I'm trying to write a function which will identify if a column which is an object datatype, should actually be reclassified as a datetime datatype. Checking if everything in a column looks like a datetime value, then convert it to a datetime datatype. I'm trying to expand what I currently wrote to see if it's either a. empty values or b. datetime values, then convert it to a datetime format.
I have this piece of code which works correctly, reclassifying a column to a datetime datatype if all values in a column have a datetime looking format.
mask = df.astype(str).apply(lambda x : x.str.match('(\d{2,4}(-|\/|\\|\.| )\d{2}(-|\/|\\|\.| )\d{2,4}) ')).all()
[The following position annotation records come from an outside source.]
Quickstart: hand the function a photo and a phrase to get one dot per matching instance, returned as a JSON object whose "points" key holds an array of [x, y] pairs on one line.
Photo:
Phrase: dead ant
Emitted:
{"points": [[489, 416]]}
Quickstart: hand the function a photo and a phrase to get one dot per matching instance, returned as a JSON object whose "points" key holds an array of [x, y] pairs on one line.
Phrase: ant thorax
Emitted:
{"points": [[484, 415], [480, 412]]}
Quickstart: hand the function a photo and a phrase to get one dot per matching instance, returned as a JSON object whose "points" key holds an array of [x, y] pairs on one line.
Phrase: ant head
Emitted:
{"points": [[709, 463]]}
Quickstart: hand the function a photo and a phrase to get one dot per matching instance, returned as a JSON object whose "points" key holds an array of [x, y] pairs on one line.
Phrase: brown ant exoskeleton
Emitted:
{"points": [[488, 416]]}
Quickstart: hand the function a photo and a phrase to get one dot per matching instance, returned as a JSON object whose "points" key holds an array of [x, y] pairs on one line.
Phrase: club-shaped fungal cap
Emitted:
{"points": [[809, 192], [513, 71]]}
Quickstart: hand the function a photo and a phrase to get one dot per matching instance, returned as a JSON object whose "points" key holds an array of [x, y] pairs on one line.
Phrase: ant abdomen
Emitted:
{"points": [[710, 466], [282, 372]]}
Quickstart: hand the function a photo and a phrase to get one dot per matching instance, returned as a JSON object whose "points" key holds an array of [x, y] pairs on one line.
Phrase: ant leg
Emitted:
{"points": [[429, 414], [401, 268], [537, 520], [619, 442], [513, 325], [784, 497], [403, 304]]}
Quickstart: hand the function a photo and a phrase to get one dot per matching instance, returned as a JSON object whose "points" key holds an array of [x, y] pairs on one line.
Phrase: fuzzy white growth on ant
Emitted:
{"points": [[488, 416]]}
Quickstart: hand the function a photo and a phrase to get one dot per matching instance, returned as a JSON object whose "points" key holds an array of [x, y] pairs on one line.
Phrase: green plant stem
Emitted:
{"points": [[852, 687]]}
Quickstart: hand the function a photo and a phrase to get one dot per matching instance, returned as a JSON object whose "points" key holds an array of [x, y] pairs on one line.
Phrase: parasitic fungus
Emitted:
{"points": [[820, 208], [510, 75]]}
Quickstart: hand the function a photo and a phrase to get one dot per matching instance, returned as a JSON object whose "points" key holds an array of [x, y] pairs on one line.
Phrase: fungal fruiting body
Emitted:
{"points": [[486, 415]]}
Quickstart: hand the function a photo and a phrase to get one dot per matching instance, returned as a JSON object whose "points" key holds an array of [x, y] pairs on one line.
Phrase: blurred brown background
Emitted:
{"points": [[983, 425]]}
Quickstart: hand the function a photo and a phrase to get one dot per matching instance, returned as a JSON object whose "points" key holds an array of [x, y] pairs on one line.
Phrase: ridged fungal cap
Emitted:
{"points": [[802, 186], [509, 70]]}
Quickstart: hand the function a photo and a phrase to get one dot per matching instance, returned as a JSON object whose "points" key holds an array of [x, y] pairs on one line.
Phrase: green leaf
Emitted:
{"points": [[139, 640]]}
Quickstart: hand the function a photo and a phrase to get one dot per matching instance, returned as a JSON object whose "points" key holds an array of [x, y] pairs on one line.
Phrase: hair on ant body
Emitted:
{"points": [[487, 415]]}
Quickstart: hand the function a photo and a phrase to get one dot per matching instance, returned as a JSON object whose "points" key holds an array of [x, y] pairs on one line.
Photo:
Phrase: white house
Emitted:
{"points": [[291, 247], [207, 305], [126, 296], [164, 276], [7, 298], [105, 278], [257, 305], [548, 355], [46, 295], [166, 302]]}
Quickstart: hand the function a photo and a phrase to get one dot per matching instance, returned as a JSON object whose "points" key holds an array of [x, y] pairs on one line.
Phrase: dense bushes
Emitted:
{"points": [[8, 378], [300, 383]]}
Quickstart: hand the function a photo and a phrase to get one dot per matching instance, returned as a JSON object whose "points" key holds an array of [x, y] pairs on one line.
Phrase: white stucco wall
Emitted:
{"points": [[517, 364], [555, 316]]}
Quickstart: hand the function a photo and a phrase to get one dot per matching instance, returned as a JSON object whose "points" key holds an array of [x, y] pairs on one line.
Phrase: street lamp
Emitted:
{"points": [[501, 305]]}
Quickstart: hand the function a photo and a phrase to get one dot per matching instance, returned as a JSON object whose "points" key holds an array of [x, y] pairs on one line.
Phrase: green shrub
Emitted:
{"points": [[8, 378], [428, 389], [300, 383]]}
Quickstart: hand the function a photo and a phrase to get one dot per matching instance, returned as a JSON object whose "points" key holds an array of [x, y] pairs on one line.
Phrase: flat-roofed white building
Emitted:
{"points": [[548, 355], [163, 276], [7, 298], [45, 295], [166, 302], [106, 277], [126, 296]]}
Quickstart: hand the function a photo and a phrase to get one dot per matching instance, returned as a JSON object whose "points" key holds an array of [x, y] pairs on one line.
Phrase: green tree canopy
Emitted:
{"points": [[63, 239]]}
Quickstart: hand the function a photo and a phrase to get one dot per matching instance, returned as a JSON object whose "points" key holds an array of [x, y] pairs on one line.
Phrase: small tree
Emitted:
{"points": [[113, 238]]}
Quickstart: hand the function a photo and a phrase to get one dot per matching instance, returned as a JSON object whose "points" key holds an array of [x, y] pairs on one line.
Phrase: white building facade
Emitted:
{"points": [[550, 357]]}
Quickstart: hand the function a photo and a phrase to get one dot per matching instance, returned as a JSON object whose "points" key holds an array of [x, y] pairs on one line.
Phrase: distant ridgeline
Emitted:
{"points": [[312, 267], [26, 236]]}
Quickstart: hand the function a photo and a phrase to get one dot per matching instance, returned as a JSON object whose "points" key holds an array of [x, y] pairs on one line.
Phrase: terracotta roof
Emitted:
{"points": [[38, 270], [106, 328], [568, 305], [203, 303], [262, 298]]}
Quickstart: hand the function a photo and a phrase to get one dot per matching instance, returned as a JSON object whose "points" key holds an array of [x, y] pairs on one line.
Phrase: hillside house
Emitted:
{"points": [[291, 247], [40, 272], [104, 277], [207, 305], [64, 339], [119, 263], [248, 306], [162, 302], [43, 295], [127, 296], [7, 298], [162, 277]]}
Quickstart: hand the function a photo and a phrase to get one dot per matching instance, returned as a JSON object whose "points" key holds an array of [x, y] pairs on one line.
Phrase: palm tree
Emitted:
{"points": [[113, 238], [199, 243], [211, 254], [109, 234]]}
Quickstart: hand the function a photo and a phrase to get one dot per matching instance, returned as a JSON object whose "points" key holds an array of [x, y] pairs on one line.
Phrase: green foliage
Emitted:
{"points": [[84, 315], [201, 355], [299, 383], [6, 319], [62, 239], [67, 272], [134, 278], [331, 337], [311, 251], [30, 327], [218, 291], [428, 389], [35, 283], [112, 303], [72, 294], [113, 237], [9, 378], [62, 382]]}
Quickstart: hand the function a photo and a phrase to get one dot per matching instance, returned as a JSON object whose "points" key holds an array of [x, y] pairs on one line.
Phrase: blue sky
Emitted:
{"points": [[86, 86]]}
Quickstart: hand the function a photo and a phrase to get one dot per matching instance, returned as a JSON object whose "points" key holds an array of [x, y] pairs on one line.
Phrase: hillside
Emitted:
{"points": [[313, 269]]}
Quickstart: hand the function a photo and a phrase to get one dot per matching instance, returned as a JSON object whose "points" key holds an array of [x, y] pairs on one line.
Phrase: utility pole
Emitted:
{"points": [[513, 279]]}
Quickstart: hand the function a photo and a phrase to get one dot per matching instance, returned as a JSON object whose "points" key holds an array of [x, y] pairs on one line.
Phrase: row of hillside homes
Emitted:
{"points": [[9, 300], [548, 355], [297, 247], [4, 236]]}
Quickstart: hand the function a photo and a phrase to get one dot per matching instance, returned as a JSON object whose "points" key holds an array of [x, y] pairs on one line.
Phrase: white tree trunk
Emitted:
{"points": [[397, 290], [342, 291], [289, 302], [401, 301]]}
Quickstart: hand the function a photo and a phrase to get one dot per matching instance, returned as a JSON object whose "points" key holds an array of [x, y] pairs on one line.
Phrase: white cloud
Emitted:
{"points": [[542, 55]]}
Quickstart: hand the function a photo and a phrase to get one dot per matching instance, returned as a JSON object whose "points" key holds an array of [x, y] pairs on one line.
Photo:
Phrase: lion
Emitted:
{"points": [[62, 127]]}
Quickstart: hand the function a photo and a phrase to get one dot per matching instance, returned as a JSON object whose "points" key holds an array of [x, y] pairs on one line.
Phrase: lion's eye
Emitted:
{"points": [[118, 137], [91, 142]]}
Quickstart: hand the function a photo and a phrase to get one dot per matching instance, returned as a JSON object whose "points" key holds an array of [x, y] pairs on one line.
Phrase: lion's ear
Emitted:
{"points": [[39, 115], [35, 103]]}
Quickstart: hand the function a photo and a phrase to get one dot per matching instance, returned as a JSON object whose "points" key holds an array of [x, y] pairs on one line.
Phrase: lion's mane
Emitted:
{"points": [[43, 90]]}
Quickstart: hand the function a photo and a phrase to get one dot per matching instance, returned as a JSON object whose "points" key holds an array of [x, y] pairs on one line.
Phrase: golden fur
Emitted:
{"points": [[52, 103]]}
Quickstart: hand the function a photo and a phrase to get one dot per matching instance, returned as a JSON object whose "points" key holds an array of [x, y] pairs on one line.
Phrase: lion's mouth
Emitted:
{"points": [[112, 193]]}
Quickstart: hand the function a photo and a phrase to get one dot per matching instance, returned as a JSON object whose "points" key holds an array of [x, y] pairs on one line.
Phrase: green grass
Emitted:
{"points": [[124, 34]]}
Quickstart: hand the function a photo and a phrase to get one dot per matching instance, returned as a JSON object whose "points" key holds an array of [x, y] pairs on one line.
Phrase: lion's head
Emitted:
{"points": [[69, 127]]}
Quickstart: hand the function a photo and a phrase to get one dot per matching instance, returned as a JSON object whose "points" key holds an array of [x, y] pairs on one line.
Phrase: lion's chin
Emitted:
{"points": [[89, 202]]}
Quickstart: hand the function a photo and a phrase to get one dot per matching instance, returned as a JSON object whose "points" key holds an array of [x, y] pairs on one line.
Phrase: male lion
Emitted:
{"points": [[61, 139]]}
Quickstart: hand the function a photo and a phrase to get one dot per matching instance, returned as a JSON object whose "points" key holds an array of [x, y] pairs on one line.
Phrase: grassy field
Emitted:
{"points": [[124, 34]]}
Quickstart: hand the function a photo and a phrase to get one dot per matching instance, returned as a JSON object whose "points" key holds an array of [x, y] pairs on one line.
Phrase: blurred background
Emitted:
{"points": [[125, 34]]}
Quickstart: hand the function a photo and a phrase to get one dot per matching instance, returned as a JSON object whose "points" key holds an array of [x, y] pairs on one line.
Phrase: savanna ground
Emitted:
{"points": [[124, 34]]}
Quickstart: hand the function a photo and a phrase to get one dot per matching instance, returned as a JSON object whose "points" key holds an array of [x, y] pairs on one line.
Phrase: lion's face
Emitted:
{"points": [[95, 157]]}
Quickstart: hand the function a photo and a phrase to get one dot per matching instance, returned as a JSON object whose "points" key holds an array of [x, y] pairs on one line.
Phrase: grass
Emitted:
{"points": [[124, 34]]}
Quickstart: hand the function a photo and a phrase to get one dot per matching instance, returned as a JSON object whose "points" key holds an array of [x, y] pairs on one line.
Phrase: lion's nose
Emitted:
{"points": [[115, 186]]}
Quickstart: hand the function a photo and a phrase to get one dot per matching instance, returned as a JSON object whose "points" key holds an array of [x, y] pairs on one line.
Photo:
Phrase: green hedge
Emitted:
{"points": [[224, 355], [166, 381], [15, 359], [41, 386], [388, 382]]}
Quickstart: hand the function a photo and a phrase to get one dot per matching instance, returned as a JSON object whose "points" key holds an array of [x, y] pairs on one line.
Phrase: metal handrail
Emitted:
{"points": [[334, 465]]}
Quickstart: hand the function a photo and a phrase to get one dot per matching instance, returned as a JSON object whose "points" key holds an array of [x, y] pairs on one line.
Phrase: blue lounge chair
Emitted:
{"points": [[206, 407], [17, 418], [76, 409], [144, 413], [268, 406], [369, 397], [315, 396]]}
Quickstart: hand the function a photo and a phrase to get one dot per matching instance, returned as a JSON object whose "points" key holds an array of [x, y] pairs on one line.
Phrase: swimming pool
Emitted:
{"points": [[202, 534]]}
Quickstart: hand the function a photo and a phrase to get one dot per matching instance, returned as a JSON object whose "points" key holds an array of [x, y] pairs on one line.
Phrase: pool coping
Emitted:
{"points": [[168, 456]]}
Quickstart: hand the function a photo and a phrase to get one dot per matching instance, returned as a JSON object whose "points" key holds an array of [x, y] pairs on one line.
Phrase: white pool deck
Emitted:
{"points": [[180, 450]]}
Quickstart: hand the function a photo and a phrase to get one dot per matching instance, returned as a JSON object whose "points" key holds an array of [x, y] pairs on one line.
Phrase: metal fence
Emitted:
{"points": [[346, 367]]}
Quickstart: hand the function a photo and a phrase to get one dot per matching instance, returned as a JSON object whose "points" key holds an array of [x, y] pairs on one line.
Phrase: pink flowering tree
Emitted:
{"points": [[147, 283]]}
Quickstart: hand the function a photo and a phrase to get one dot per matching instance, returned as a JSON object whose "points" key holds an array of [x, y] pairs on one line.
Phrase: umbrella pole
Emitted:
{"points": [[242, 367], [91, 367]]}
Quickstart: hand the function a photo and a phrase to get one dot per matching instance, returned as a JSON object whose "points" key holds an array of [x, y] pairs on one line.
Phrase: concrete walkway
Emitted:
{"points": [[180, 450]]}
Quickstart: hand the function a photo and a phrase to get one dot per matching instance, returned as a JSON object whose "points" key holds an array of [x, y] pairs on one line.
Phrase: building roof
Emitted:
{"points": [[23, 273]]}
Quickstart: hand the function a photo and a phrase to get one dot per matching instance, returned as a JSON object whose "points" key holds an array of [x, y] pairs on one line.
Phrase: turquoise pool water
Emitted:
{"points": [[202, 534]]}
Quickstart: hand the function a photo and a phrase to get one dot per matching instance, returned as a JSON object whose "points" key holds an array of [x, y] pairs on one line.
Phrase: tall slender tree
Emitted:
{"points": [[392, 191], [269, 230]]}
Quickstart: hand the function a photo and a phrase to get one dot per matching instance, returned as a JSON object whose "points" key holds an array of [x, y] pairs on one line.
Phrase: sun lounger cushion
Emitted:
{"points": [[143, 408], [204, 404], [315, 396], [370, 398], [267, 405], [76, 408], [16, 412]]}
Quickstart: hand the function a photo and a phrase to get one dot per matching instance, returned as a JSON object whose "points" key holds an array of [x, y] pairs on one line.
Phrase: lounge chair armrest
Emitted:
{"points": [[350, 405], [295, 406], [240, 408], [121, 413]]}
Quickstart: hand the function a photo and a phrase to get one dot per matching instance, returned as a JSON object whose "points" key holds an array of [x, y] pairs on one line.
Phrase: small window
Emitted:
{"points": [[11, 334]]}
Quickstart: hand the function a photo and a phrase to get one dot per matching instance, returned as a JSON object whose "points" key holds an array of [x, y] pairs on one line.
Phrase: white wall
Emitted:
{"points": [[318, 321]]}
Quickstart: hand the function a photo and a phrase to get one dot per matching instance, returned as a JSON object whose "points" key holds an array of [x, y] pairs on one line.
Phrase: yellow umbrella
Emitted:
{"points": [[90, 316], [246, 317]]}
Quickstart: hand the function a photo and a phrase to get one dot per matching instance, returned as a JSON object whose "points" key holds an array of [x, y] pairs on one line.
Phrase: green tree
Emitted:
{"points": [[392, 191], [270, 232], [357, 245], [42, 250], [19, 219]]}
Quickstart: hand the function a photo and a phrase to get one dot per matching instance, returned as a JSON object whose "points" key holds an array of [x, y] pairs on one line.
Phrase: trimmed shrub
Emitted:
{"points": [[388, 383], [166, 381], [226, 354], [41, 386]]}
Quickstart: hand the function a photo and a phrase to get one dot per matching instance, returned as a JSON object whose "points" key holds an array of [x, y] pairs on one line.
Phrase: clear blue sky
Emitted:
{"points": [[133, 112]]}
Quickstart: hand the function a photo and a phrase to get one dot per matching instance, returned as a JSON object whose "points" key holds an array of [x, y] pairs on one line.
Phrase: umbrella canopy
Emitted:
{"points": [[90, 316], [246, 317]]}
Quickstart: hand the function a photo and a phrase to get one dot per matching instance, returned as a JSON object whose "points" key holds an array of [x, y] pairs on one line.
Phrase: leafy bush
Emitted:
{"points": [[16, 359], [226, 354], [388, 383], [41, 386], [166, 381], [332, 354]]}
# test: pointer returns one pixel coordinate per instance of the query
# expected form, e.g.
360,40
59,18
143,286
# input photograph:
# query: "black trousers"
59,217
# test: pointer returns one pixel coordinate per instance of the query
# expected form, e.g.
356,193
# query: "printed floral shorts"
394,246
I'm trying to expand the piece of code to identify if it's either a null value (None when treated as a str) OR a datetime looking value before converting it to datetime.
I'm trying to get this line of code to work but I'm not 100% sure how to tweak this lambda function to see if all of the columns values are either empty OR a datatime looking value,
mask = df.astype(str).apply(lambda x : (x.astype(str) != "" or x.str.match('(\d{2,4}(-|\/|\\|\.| )\d{2}(-|\/|\\|\.| )\d{2,4}) ')).all())
Any help would be appreciated!
CodePudding user response:
You can try:
mask = df.astype(str).apply(lambda x: pd.to_datetime(x, errors='coerce')).notna().all()